Microbes programmed to produce desired compounds autonomously.

The latest innovations in pharmaceutical manufacturing sees the genes of bacteria manipulated to enable the production of large quantities of compounds such as insulin or human growth hormone.

Currently, much work is being done to enable microbes to generate more complex products, including pharmaceuticals and biofuels. This usually requires adding several genes encoding the enzymes responsible for catalyzing each step of the overall synthesis and shutting down competing pathways within the cell.

The timing of this shutdown, however, is important because if the competing pathway is necessary for cell growth, turning it off greatly reduces the bacterial population size and amount of the desired compound.

Microbes can produce drugs

Now, a study from researchers at MIT programs bacteria to switch between different metabolic pathways, boosting their yield of desirable products autonomously. The team states their switches are programmed into the cells and are triggered by changes in population density, with no need for human intervention. The study is published in the journal Proceedings of the National Academy of Sciences.

Previous studies have shown to make microbes synthesize useful compounds they don’t normally produce, engineers insert genes for enzymes involved in the metabolic pathway. This approach is now used to produce many complex products, such as pharmaceuticals and biofuels. In some cases, intermediates produced during these reactions are also part of metabolic pathways already present in the cells.

When cells divert these intermediates out of the engineered pathway, it lowers the overall yield of the end product. Recent studies from the group developed dynamic metabolic engineering to build switches enabling cells to maintain the balance between their own metabolic needs and the pathway producing the desired product. The current study engineers multiple switching points into microbial cells, giving them a greater degree of control over the intermediates and the production process.

The current study utilizes two quorum sensing systems from two different species of bacteria incorporated into E. coli. The E. coli are then engineered to produce a compound called naringenin, a flavonoid naturally found in citrus fruits, via the quorum-sensing systems engineered into two switching points in the cells.

Results show one switch prevents the bacteria from diverting a naringenin intermediate called malonyl-CoA into its’ own metabolic pathways.
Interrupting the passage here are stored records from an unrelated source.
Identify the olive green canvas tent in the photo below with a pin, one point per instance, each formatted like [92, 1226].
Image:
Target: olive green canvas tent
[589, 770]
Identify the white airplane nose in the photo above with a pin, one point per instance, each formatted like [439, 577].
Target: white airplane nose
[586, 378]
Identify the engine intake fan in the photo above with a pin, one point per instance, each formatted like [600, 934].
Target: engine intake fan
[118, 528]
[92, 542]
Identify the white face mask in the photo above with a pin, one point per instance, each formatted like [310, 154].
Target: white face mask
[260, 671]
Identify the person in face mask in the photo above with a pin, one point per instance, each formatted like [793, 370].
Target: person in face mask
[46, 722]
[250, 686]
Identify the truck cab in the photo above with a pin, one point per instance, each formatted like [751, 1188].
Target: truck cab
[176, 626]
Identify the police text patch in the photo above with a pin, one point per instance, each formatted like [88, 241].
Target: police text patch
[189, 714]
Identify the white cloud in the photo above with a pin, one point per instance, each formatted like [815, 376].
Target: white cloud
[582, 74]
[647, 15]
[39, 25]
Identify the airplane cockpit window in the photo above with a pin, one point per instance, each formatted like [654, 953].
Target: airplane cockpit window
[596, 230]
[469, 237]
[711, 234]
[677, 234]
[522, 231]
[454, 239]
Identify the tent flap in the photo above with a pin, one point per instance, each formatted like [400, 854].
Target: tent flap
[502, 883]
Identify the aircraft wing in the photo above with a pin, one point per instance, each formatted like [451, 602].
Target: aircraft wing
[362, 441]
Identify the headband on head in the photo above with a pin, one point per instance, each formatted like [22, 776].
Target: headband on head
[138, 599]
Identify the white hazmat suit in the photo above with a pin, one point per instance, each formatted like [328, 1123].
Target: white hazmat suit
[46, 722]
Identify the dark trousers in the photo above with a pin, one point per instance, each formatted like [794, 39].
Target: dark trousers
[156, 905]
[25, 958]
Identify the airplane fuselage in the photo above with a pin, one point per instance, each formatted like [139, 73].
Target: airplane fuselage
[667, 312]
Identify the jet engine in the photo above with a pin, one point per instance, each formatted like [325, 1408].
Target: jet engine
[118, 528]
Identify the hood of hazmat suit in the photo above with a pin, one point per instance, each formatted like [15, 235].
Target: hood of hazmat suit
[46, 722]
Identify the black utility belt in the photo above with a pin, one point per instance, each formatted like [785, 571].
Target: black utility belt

Data findings show the other switch delays production of an enzyme in the engineered pathway, to avoid accumulating an intermediate inhibiting the naringenin pathway if too much of the precursor accumulates.

The lab explains as they took components from two different quorum-sensing systems, and the regulatory proteins are unique between the two systems, the switching time of each of the circuits can be changed independently. They go on to add they manufactured hundreds of E. coli variants to operate these two switches at different population densities, allowing them to identify which one was the most productive.

Automating microbiota

It was shown the best-performing strain showed a tenfold increase in naringenin yield over strains without control switches built-in. The researchers also demonstrated the multiple-switch approach could be used to double E. coli production of salicylic acid, a building block of many drugs.

The team surmises they have programmed bacterial cells to autonomously switch between pathways to produce specific products, without the need for any human intervention. For the future, the researchers state their technique could also help improve yields for any other type of product where the cells have to balance between intermediates for compound formation or their own growth.